A local vigilante told journalists he had “received an alert from my colleagues… that about 63 of the abducted women and girls had made it back home”.
“They took the bold step when their abductors moved out to carry out an operation,” he said.
The news was confirmed by a high-level security source in the state capital of Maiduguri.
The escapees were among the 68 women and girls who were abducted last month in north-eastern Borno state. The 200 schoolgirls who were abducted in Borno’s Chibok in April, are still being held in captivity.
A force of 200 Boko Haram terrorists stormed the base, Friday night, killing 20 people, but they also lost about 50 members.

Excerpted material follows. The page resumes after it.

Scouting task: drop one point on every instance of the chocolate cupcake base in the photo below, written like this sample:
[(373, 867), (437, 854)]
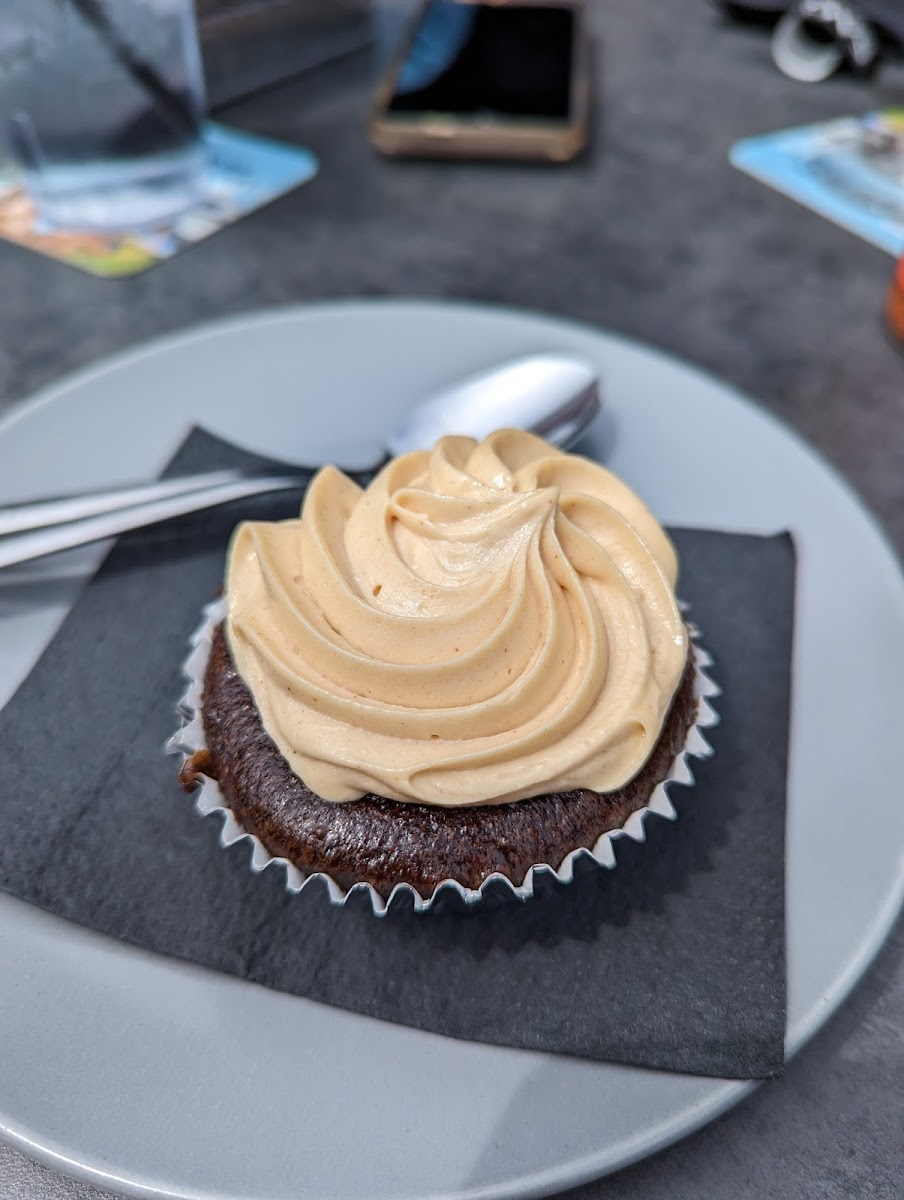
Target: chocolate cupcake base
[(384, 843)]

Sources said they initially had an advantage destroying the police station and some other building and killing some police officers, including the District Police Officer before the soldiers came to repel them off.
A source from the town said that over 50 terrorists were killed in the confrontation with the military, insisting that 12 soldiers, 4 policemen and four civilians were lost in the attack which saw the Divisional Police Headquarters, market, shops, houses and vehicles destroyed.
He told journalists that: “About 200 heavy armed gunmen in Toyota Hilux vehicles attacked Damboa Local Government Area of Borno State.”
In May, Abubakar Shekau, the leader of Boko Haram, offered to release more than 200 schoolgirls abducted by his fighters, in exchange for Boko Haram prisoners, but the Nigerian government rejected the deal.